Abstract
An 84-year-old woman with no significant past medical history presented with an isolated 1 cm pink plaque on the left medial knee. The clinical differential diagnosis was seborrheic keratosis versus atypical nevus. A shave biopsy revealed a dense atypical lymphoid infiltrate in the dermis with epidermotropism. The intradermal lymphocytes were composed of medium to large cells, while the intraepidermal component showed small cell morphology. Immunohistochemical analysis showed partial and weak expression of CD3 and CD4, along with diffuse expression of CD30 and TCR gamma-delta in both the dermal and epidermal components. The infiltrate was negative for TCR alpha-beta, CD2, CD5, CD8, CD20, EBV-ISH, TIA, granzyme, CD15 and ALK1. These findings led to a differential diagnosis of gamma-delta T cell lymphoma versus a CD30+ lymphoproliferative disorder. The clinical history and morphology effectively excluded mycosis fungoides. Imaging studies confirmed the disease was skin-limited, with no evidence of hemophagocytic syndrome, and the lesion resolved spontaneously without treatment.

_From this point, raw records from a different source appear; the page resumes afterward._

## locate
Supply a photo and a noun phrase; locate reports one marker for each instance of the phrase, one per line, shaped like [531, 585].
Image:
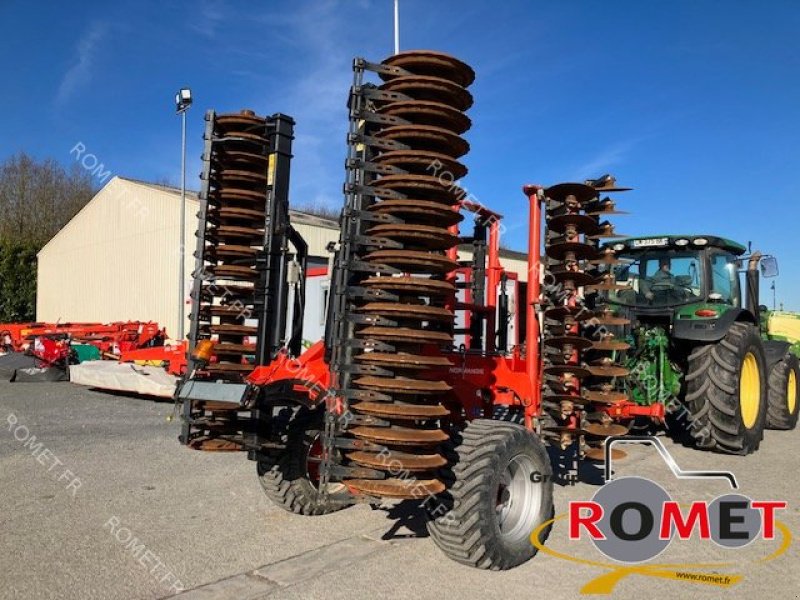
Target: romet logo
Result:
[632, 520]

FISH analysis demonstrated a DUSP22/IRF4 (dual-specificity phosphatase-22, interferon regulatory factor-4) gene rearrangement in 82% of nuclei. Next-generation sequencing analysis detected no variants in select cancer-associated genes. DUSP22/IRF4 gene rearrangement has been identified in several lymphoproliferative disorders, including lymphomatoid papulosis (LyP) and anaplastic large cell lymphoma. The constellation of findings, including the spontaneous resolution of the lesion and the absence of extracutaneous involvement, provided the strongest support for LyP with DUSP22/IRF4 rearrangement and an unusual gamma-delta T cell phenotype. TCR gamma-delta expression is another pertinent example of how LyP can mimic rare and aggressive cutaneous T-cell lymphomas.